Ben Lamar Gay, Yowzers (2025)
Yowzers è il nuovo album del compositore e improvvisatore musicale di Chicago Ben LaMar Gay. Gay in questo disco è accompagnato da un quartetto con Tommaso Moretti (batteria, percussioni, voce), Matthew Davis (tuba, pianoforte, campane, voce) e Will Faber (chitarra, ngoni, campane, voce), a cui si sono aggiunti come ospiti lo strumentista Rob Frye (flauto e clarinetto basso) e un mini-coro. Nell’album si possono sentire rimandi alla musica libera della Liberation Music Orchestra, alle elettroniche glitchate di Robert Aiki Aubrey Lowe, al blues abrasivo di Bukka White e a “Illusions” di Arthur Blythe. Il terreno musicale che il musicista ha coperto nell’ultimo decennio, sia come bandleader che come collaboratore, è immenso. Dal suo album di debutto, la compilation del 2018 “Downtown Castles Can Never Block The Sun” che ha presentato il mondo di Gay in quindici brani stilisticamente diversi presi da sette album allora inediti, ai successivi dischi a suo nome: Open Arms To Open Us del 2021 e Certain Reveries del 2022. Gay è uno dei collaboratori più prolifici nella musica creativa di oggi. Oltre ad essere presente in un numero sbalorditivo di uscite dell’etichetta International Anthem (tra cui Makaya McCraven, Jaimie Branch, Damon Locks, Ibelisse Guardia Ferragutti e Frank Rosaly), ha contribuito al disco “The Separatist Party” di Mike Reed, alla Natural Information Society di Joshua Abrams, ai Black Monks di Theaster Gates e a molti altri progetti. È anche un partecipante di lunga data alla leggendaria AACM (Associazione di Chicago per l’avanzamento dei musicisti creativi). In questo lavoro Gay riesce a liberare i punti di forza dei suoi collaboratori. Il materiale del quartetto si appoggia su un vocabolario che il gruppo ha sviluppato nel corso di diversi anni insieme e il repertorio offre un mix sorprendente di ritmi pulsanti e liberi con echi di canzoni melodiche e nostalgiche. Il disco è un ulteriore passo in avanti del lessico di Ben Lamar Gay ed è un vero e proprio capolavoro, in cui antichi ritmi interiori del corpo si fondono con una narrazione melodica per la mente e l’anima.

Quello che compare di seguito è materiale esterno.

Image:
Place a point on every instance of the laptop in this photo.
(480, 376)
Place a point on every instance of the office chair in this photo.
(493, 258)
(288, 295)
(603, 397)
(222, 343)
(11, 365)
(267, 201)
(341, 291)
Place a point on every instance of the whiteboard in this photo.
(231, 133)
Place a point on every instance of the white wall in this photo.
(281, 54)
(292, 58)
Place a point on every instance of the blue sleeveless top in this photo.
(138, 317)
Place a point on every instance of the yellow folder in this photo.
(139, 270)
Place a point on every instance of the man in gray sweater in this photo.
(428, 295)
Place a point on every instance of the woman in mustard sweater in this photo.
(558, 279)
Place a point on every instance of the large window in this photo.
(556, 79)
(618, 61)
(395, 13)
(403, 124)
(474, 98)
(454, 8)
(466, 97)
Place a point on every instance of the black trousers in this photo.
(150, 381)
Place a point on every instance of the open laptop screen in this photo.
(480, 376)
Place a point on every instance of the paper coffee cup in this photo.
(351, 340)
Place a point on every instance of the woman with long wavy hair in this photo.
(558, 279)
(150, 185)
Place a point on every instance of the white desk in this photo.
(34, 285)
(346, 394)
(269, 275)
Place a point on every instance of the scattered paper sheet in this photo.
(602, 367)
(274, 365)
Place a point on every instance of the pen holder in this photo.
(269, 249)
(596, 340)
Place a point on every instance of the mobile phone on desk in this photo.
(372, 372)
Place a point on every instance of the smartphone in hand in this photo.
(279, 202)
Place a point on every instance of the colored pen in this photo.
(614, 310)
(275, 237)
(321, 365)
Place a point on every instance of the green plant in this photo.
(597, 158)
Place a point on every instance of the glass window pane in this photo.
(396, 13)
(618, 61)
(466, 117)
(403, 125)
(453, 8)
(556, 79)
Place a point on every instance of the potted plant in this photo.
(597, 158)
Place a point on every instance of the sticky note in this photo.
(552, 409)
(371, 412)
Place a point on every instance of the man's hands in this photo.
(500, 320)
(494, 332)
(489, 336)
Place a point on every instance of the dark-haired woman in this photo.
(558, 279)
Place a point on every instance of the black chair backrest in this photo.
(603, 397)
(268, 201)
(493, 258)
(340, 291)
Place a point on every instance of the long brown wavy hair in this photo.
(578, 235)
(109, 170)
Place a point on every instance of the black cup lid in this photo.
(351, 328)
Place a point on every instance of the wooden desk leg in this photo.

Krzysztof Komeda, Ballet Etudes / The Music Of Komeda – A Jazz Message From Poland Presented By An International Quintet (1963 ristampa 2024)
Per molti anni considerato un raro oggetto da collezione, “Ballet Etudes” torna in vita! Finalmente ristampato (l’unica ristampa era del 2015 della BE! Jazz) quest’album bellissimo del compositore e pianista polacco Krzysztof Komeda, vera gemma di una delle figure più importanti della musica polacca e uno dei padri fondatori del jazz europeo. Registrato al festival Jazz Jamboree del 1962 a Varsavia e originariamente pubblicato nel 1963 sull’etichetta danese Metronome, “Ballet Etudes” è stato uno dei tre LP completi pubblicati durante la breve vita di Komeda. Inizialmente la critica nazionale non accolse molto favorevolmente il disco, mentre ora è considerato un’opera importante nel jazz. L’album presenta Komeda al pianoforte, insieme a Allan Botschinsky alla tromba, Jan Wróblewski al sax tenore, Roman Dylag al basso e Rune Carlsson alla batteria. Komeda riesce a creare una sua miscela unica, sintesi perfetta tra l’influenza americana e la complessità armonica europea, con un tocco di lirismo slavo. Bellissimo immergersi nei 21,56 di “Ballet Etudes”, brano che occupa tutto il primo lato, per la sua struttura complessa, i tempi e le chiavi mutevoli. Da riscoprire!